For every site we need to access we have an account with a password to remember and even with the help of password managers, these are becoming more and more of a burden for most people.
Long gone are the days when it was possible to use and reuse junk passwords like 123456, password, qwerty etc… Now, all online accounts must be protected by complex and unique passwords, you must also always be vigilant in case one of the many passwords is compromised.
There has to be a better solution for accessing accounts! Indeed there is, they are the passkeys.
Passkeys are an authentication method for websites and apps first popularized by Apple in June 2022, when the company added support in iOS and MacOS, however it is not an Apple technology. Passkeys is a standard promoted by Google, Apple, Microsoft, World Wide Web Consortium and FIDO Alliance.
Passkeys are cryptographic keys and each passkey is made up of two keys, a public key registered with the online service or app and a private key stored in a device, which can be a smartphone or a computer.
It might seem complicated, but passkeys were designed to be easy to use. In fact, to log in with a passkey you use your face, a fingerprint or a PIN, more or less in the same way as you unlock a smartphone.
No password in sight, nothing that needs to be remembered and nothing to accidentally hand over to a hacker, we are simply asked to confirm the access method (fingerprint, PIN…).
Passkeys can also help solve the problem of having to sync passwords between your devices, let’s say you normally log in to a Google account using a smartphone, but you want to log in using a laptop – it can be done, no problem Even if the passkey is not synced to the laptop, the important thing is that the smartphone is within Bluetooth range of the laptop and the user approves the login.
What’s even more interesting is that the passkey is not transferred between the smartphone and the laptop but, after confirming the login, the user has the option to create a different passkey on the laptop.
Logging in to a website or app with your fingerprint or face is not risky because no biometric information is sent to the site or app you are accessing, the biometric information is only used to unlock the passkey on the your device.
Biometric information never leaves the device.
To use the passkey you must have some system requirements, we list them below:
- A system running at least Windows 10, MacOS Ventura, or ChromeOS 109
- A smartphone or tablet with at least iOS 16, iPadOS 16 or Android 9
- Optional: a hardware security key with FIDO2 protocol support.
The computer or mobile device you are using will also need a supported browser such as:
- Chrome 109 or later
- Safari 16 or later
- Edge 109 or higher
The tech giants, Apple, Google and Microsoft, all give more information on how to use passkeys on their platforms.
But which websites support passkeys? You can find a list of websites that support passkeys at passkeys.io.
Some well-known websites and apps that support the technology are: Adobe, Amazon, Google, GitHub, PayPal, TikTok, Nintendo, WhatsApp, and X. eBay and Uber have also recently been seen adding support for passkeys.
Passkeys are becoming more and more popular and fast.

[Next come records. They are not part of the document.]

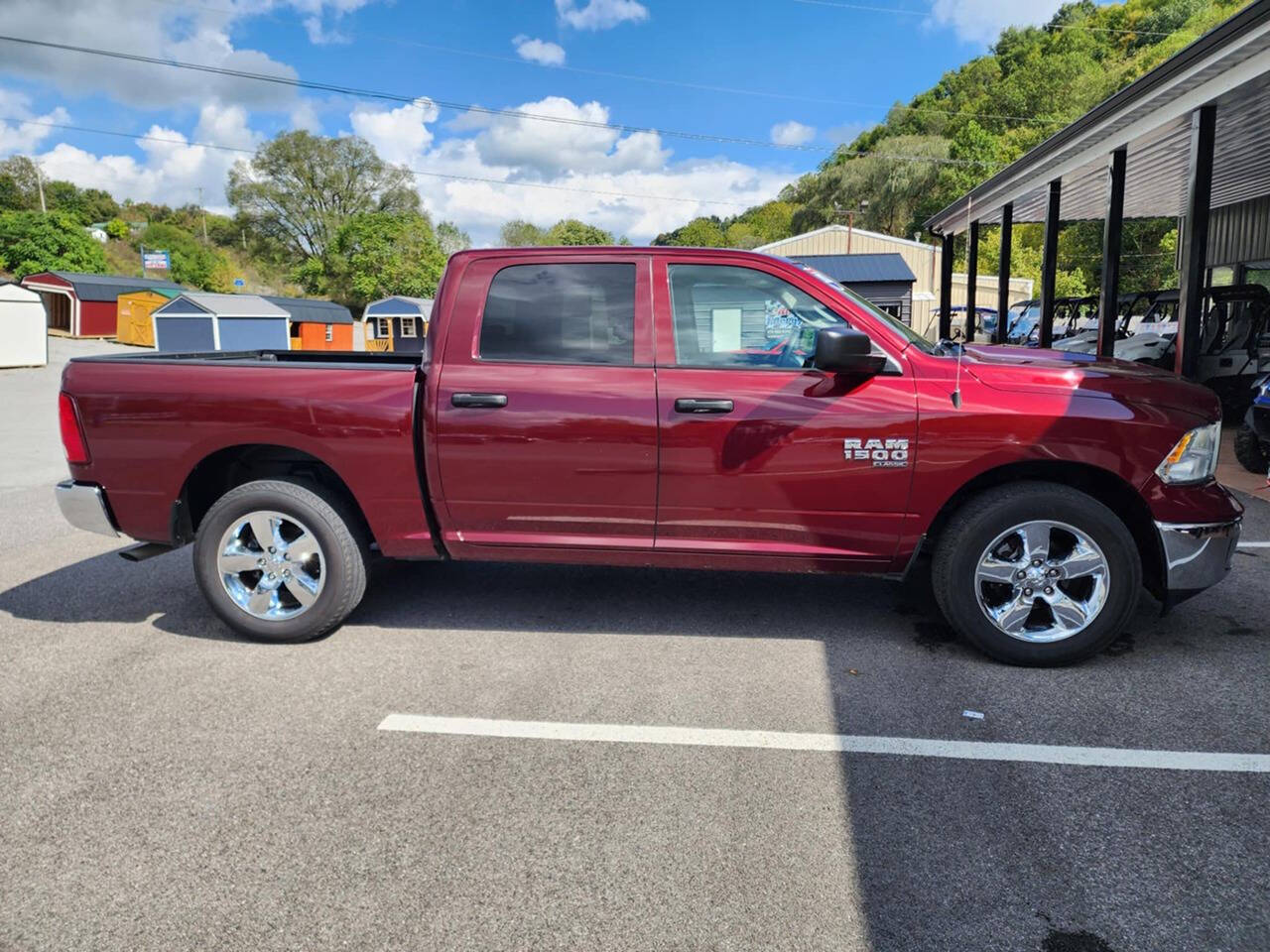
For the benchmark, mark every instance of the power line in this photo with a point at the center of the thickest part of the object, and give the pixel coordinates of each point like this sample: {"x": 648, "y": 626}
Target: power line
{"x": 467, "y": 107}
{"x": 422, "y": 173}
{"x": 926, "y": 13}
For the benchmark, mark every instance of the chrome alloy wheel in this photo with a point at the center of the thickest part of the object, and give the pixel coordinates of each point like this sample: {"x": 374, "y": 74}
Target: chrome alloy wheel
{"x": 271, "y": 565}
{"x": 1042, "y": 581}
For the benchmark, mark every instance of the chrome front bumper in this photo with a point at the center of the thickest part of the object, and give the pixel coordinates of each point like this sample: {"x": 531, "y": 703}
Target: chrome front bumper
{"x": 1197, "y": 555}
{"x": 82, "y": 506}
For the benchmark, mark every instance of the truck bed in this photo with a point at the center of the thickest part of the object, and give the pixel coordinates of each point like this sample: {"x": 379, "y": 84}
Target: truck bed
{"x": 300, "y": 358}
{"x": 166, "y": 430}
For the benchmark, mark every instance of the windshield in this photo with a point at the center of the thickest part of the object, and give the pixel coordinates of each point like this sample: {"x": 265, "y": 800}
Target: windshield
{"x": 902, "y": 329}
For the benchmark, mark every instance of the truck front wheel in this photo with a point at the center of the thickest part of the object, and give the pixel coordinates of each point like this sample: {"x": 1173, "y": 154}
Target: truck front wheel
{"x": 1037, "y": 574}
{"x": 281, "y": 561}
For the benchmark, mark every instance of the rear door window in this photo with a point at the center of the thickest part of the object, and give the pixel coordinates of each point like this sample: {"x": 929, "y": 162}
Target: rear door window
{"x": 561, "y": 313}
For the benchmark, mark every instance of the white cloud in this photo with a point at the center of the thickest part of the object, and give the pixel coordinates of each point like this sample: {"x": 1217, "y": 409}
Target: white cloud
{"x": 399, "y": 135}
{"x": 601, "y": 14}
{"x": 793, "y": 134}
{"x": 19, "y": 136}
{"x": 172, "y": 169}
{"x": 193, "y": 33}
{"x": 539, "y": 51}
{"x": 562, "y": 171}
{"x": 982, "y": 21}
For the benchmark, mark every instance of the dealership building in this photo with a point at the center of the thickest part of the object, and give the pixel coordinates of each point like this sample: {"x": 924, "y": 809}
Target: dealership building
{"x": 1189, "y": 140}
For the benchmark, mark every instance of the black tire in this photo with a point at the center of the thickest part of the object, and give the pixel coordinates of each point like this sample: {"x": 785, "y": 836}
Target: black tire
{"x": 344, "y": 556}
{"x": 1250, "y": 451}
{"x": 985, "y": 517}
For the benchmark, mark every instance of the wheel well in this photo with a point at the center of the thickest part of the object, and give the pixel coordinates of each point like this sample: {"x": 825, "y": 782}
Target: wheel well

Google goes one step further, it has made the default passkey for all accounts, now it asks users to create a passkey and use it as the default login.
Using a passkey to access your account is about 40% faster and much more secure than using passwords. The very fact that Google is using it means that its decision will not only help spread the word about the passkey, but will encourage other online services to do the same.
The passkeys should work, whether you use a browser service or an app.
But the experience may not be universal. For example, Amazon just rolled out passkey support, but in-app support is currently only available to iOS users. In fact, we are at the beginning of the use of the passkey and we could expect greater support soon.
If you want to get an idea of how passkeys work but aren’t quite ready to take the plunge and start using them, the best way to experiment with how they work is to use the demo at passkeys.io. It will walk you through the process of setting up a passkey and how to use it to access a site.
However, if you are ready to take the plunge, a great starting point is to protect your Google account with a passkey. Google has not only simplified the process, but there is also extensive documentation available.
The question to ask is whether passwords are dead, we are a long, long way from the end of passwords. Passkeys, just like hardware security keys, offer a way to strengthen accounts and online services that support this functionality.
We will need passwords and password managers for a long time to come.